Não poderia deixar de mencionar a originalidade do sampler paródico-denúncia organizado no fluxo pé no acelerador das imagens de Acossadas. Segundo as próprias autoras, o filme é inspirado em um sonho que acometeu uma delas após ver uma sessão de A Paixão de Jacobina, fazendo da “retomada” do cinema brasileiro desde os anos 90 uma piada-pesadelo. Não sem descarado tom de desprezo pela produção contemporânea, o curta encontra refúgio no cinema de autor moderno, iconografado na imagem de Ruy Guerra, eleito como salvador do momento histórico no final debochado e simultaneamente bonito em sua homenagem sincera e cândida (na imagem), sempre  com posicionamento claro em relação ao entorno audiovisual. Não uma visão saudosista, de encontrar nos anos 60 uma resposta para os anos 90 e 2000, mas um olhar cômico atrás de alguma iconoclastia, rebeldia, energia, sacudindo a poeira e o formol da maioria das propostas.

Os novos filmes do pernambucano Camilo Cavalcanti (Rapsódia para um Homem Comum) e do paraibano Marcus Villar (O Meio do Mundo), realizadores já abraçados pelos prêmios e pelo reconhecimento de seus pares, não ficaram à altura da expectativa. Se o de Villar opta por uma poesia nem sempre sedutora pela maneira de por em cena a iniciação sexual no sertão, filmando com excesso de véus a experiência real, de modo a injetar nela um lirismo da imagem, o de Cavalcanti, apesar de mais ambicioso e melhor sucedido em suas escolhas, lambuza-se com alguns formalismos excessivos, que, sem necessariamente potencializar o material, parece levantar a mão, acima dos acontecimentos mostrados, para mostrar o talento da realização.

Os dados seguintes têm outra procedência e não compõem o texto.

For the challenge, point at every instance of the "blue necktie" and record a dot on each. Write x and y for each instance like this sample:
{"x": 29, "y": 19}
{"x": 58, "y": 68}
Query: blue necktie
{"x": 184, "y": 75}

Por que destacá-los?, pergunta o leitor, pergunto eu mesmo. Primeiro porque na pequena programação a que tive acesso os dois se evidenciaram por exclusão. Segundo porque os realizadores têm dado mostras, com seus curtas anteriores, de terem a pegada do cinema – sobretudo uma preocupação de tratá-lo como linguagem, de escolher traçados nem sempre fáceis de administração, com senso de ambição estética em suas experiências. Por isso, um e outro, se geram algum desconforto por algumas tomadas de posição em relação à imagem, também geram alívio, pois, como os outros filmes aqui enfocados, abrem a maquininha do cinema e tentam olhá-la por dentro. Projetos de risco na relação com o espectador, na maneira de ofertar suas sensações e formas, mas projetos estéticos antes de mais nada, seja pela irreverência (Acossadas), pela gravidade do tom (O Monstro), pela ambigüidade (Ariel) ou pelos “desacertos com talento” (Rapsódia para um Homem Comum e O Meio do Mundo).